Occupational risk: the outrageous reaction to HIV positive public safety and health care employees in the workplace.

AuthorGupta, Manju
  1. INTRODUCTION II. HISTORY AND COMMUNICABILITY OF THE DISEASE A. History B. Precautions C. Statistics on Occupational Transmission III. STATUTES A. Anti-Discrimination Legislation: Federal Rehabilitation Act of 1973 and Americans with Disabilities Act IV. TWO LEADING CASES A. Asymptomatic HIV as a Disability Under Bragdon v. Abbott B. Arline: The Four Prong Test C. Controversial Phrases V. CASE LAW UNSUPPORTIVE OF HIV INFECTED PUBLIC SAFETY AND HEALTHCARE WORKERS A. Health Care 1. Mauro v. Borgess Medical Center 2. Bradley v. University of Texas M.D. Anderson Cancer Center 3. Doe v. University of Maryland Medical System Corporation 4. Waddell v. Valley Forge Dental Associates, Inc. B. Fire 1. Anonymous Fireman v. City of Willoughby VI. CASE LAW SUPPORTING HIV INFECTED PUBLIC SAFETY AND HEALTHCARE WORKERS A. Healthcare 1. Joe Doe v. Oregon Resorts B. Fire 1. Doe v. District of Columbia C. Police 1. Holiday v. City of Chattanooga 2. Doe v. Chicago VII. CONCLUSION I. INTRODUCTION

    In 2000, Stephen Derrig, an Akron firefighter, went to a number of doctors seeking a diagnosis for his breathlessness and fatigue. (2) Laying in a hospital bed he was told that he had tested positive for HIV, which had progressed to AIDS. (3) Derrig is a heterosexual man who is married. (4) Luckily, neither his wife nor his children has been diagnosed with the virus. (5) He is not an intravenous drug user. (6) He contracted the disease while at his job, as a fire fighter. (7) It is not known by whom he was infected. (8) As a firefighter he has assisted countless people. (9) He does not know in which encounter he contracted the infection. (10) He assumes he became infected on the job because he does not engage in any of the behaviors that are typically associated with HIV transmission. (11)

    He went public with his case in order to shatter the misperceptions surrounding AIDS. (12) He believes that an infected public safety employee should continue to work in his or her position. (13) One of the differences from Derrig's time of infection to today is awareness.
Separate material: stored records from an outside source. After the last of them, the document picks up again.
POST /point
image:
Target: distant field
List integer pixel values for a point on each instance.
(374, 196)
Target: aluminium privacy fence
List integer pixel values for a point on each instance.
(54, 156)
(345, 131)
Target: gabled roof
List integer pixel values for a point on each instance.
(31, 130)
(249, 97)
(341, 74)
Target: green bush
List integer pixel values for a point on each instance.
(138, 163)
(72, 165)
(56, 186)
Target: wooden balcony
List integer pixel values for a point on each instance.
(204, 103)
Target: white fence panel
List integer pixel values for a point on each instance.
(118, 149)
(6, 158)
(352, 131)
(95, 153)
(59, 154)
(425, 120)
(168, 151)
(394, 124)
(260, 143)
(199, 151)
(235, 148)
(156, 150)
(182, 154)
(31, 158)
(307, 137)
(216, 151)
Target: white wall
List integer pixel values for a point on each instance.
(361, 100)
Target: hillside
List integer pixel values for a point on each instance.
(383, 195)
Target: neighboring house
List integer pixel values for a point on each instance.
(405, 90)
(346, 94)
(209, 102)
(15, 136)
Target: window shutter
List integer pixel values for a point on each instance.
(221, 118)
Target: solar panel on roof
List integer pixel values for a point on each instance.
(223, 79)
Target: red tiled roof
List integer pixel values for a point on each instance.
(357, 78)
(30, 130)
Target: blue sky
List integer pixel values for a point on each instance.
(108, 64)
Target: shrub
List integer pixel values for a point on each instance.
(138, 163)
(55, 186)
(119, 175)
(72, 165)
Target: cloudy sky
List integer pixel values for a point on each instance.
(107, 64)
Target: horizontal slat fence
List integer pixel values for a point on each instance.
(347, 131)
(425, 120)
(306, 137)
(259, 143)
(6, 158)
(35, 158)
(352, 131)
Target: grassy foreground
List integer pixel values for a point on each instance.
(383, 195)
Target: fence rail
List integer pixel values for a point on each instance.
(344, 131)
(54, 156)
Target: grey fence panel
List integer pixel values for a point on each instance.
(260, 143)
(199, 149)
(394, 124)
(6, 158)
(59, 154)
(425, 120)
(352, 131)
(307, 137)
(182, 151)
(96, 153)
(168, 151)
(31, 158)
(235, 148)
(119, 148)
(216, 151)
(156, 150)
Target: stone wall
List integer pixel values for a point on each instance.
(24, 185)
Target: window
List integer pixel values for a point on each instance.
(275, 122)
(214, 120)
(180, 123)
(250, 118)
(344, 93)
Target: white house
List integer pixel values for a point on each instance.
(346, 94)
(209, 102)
The medical profession and governmental agencies have publicly stated the employees in fields where transmission is a possibility should be able to continue in their positions as long as universal precautions are utilized.

    Physicians have offered their support to Derrig. (14) Derrig is back to work staffing the fire truck. (15) He is not serving in his former position as a firefighter. Contrary to popular belief the position transfer is not due to the fire department being fearful of transmission, but that Derrig would be compromising the fragility of his immune system. (16)

    Dr. Trish Perl, M.D., at John Hopkins Hospital and Health System in Baltimore, oversees a committee that devises work plans for employees who have contagious diseases. (17) She claims," [All] too often people want to spirit away the worker out of fear he or she will spread the disease." (18) She argues that with simple precautions it is not necessary for an employee to quit. (19) The precautions will provide enough protection to contain the disease. She points out that neither Derrig's wife nor children have the disease, which verifies that the disease is not easily transmittable. (20)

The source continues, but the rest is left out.